Zwei FH’s basteln an einer Sehne

Juni 6th, 2008 posted by nheider

Ein Forschungsprojekt des Welser Life Science-Unternehmens igo® hat die Herstellung von patienteneigenem biologischem Sehnenersatz zum Ziel gesetzt. Die so gezüchteten Sehnen bieten Patienten nach Unfällen oder Sportverletzungen Hilfe. Ins Projektteam eingebunden sind Diplomanden der FH-Studiengänge Medizintechnik in Linz sowie Bio- und Umwelttechnik in Wels.

Das Institut für Gewebe- und Organrekonstruktion, kurz igo®, beschäftigt sich seit 2001 mit der Rekonstruktion von humanem Gewebe und konnte über die Jahre schon etliche Erfolge in der Humanmedizin verzeichnen. Routinemäßig werden Knorpelimplantate für Knie, Nasenscheidewand, Schädel und Kiefer für die Kliniken in Österreich, Deutschland und Griechenland angefertigt. Bisher wurden rund 600 Patienten mit durchwegs guten Ergebnissen behandelt.

Im Moment beschäftigen sich die Forscher bei igo® mit der Herstellung von patienteneigenem biologischem Sehnenersatz. Derzeit stehen dem Patienten nur künstliche Implantate oder Implantate aus Spendergewebe zur Verfügung. „Unsere Bestrebungen gehen dahin, dem Patienten Gewebe zu entnehmen, unter sterilen Bedingungen einen Sehnenersatz zu züchten, um ihm schließlich ein körpereigenes und voll verträgliches Implantat einzusetzen zu können“, erläutert igo®-Geschäftsführer Dr. Martin Fussenegger.

Herausforderungen mit der FH OÖ bewältigen

Die Umsetzung eines solchen Projektes stellt eine besondere Herausforderung dar.

Es sind nicht nur biotechnologische Faktoren zu berücksichtigen, auch mechanische Überlegungen sowie Anforderungen an die Materialtechnologie sind wichtige Aspekte.

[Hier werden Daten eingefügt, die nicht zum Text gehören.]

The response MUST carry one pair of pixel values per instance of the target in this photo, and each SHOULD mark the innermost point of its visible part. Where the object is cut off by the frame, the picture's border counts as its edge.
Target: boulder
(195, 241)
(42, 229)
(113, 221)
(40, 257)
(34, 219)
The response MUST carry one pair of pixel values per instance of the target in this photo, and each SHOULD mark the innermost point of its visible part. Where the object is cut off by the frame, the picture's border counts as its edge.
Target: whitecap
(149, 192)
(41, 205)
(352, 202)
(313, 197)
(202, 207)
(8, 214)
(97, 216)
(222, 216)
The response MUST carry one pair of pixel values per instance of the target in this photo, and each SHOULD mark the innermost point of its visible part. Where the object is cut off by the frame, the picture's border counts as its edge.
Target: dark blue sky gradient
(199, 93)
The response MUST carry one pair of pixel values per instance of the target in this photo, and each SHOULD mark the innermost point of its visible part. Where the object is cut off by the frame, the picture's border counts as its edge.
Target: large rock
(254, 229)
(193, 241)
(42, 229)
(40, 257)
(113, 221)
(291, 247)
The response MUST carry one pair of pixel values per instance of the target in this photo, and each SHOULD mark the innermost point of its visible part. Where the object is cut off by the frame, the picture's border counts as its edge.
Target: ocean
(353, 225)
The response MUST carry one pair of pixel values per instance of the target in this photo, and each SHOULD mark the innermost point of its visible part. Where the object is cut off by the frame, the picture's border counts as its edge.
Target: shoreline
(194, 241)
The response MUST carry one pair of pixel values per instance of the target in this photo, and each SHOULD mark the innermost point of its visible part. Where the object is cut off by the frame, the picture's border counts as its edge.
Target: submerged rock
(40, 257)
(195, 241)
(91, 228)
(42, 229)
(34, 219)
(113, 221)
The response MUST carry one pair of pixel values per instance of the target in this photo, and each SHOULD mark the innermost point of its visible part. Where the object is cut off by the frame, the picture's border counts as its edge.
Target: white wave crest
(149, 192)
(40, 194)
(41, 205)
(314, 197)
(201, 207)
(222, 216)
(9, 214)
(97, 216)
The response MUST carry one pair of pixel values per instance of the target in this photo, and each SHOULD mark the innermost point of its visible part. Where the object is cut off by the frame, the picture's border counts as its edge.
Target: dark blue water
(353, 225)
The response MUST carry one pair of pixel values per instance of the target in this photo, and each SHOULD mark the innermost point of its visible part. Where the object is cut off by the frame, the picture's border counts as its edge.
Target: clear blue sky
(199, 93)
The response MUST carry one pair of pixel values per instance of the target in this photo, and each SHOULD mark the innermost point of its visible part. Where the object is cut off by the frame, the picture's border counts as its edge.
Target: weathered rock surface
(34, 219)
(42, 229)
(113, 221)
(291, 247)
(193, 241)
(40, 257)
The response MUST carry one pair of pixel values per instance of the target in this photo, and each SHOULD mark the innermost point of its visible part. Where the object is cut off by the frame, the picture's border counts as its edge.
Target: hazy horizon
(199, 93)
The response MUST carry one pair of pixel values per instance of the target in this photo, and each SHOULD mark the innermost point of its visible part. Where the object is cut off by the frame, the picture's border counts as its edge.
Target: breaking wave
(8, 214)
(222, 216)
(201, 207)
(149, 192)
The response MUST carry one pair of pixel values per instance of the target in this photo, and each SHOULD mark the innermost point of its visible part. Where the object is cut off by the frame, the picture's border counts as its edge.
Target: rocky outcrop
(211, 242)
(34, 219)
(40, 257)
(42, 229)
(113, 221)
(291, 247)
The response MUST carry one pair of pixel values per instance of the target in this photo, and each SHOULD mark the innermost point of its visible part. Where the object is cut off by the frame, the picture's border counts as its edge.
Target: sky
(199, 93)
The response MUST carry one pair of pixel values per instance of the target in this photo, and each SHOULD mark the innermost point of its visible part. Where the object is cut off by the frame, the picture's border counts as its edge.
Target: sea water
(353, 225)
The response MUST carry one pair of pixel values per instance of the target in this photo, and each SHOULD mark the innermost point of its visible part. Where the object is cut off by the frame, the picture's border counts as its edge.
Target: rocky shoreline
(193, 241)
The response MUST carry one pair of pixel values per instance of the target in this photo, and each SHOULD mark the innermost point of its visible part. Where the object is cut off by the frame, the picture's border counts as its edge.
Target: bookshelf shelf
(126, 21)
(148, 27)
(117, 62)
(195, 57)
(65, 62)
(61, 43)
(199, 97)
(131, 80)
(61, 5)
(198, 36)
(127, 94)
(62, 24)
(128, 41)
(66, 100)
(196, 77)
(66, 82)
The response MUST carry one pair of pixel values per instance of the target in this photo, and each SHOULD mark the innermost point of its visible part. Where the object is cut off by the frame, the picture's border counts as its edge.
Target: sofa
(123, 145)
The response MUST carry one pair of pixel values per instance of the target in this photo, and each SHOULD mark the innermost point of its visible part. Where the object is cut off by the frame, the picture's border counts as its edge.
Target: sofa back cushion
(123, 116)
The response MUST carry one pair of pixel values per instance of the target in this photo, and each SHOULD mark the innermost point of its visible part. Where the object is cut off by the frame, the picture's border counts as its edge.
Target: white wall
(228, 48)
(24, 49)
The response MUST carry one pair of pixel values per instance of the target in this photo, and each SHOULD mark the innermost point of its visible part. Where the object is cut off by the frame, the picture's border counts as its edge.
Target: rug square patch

Um allen Faktoren eines so anspruchsvollen Projektes gerecht zu werden, wurde ein einzigartiges Team aus Diplomanden zweier Fakultäten der FH Oberösterreich zusammengestellt.

Die theoretische und praktische Ausbildung am Welser FH-Studiengang Bio- und Umwelttechnik befähigt die Diplomanden sowohl zur Kultivierung und Aufzucht von Zelllinien, als auch zur qualitativen und quantitativen Analytik der Stoffwechselprodukte der Zellzyklen. Für die Umsetzung und den Aufbau der Versuchsanlage, als auch für die Frage der Verwendung von zertifizierten medizinischen Materialien sowie das industrielle Upscaling, erweisen sich die Diplomanden des Linzer FH-Studiengangs Medizintechnik als besonders geeignet.

Die spezifischen Sichtweisen und Problemlösungsstrategien der der beiden Fachbereiche sind nicht nur für das Unternehmen ein Gewinn. „Auch unsere Diplomanden profitieren von der Möglichkeit, fachübergreifend in einem oberösterreichischen High-Tech-Unternehmen mitzuarbeiten“, weiß Prof. (FH) Dr. Kurt Schilcher vom Studiengang Medizintechnik.